The Fiction Factory. Cook William Wallace
dwards
The Fiction Factory
THE WRITER
TO THE READER
It was in 1893 that John Milton Edwards (who sets his hand to this book of experiences and prefers using the third person to overworking the egotistical pronoun) turned wholly to his pen as a means of livelihood. In this connection, of course, the word "pen" is figurative. What he really turned to was his good friend, the Typewriter.

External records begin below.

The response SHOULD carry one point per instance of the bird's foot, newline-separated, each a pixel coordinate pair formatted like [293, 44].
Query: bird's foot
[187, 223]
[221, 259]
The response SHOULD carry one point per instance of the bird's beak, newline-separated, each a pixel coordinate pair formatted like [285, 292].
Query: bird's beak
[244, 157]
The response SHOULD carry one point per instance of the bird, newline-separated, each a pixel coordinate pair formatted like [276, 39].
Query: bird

For two years previous to this (to him) momentous event he had hearkened earnestly to the counsel that "literature is a good stick but a poor crutch," and had cleaved to a position as paymaster for a firm of contractors solely because of the pay envelope that insured food and raiment. Spare hours alone were spent in his Fiction Factory. In the summer of 1893, however, when his evening and Sunday work brought returns that dwarfed his salary as paymaster, he had a heart to heart talk with Mrs. John Milton Edwards, and, as a result, the paymaster-crutch was dropped by the wayside. This came to pass not without many fears and anxieties, and later there arrived gray days when the literary pace became unsteady and John Milton turned wistful eyes backward in the direction of his discarded crutch. But he never returned to pick it up.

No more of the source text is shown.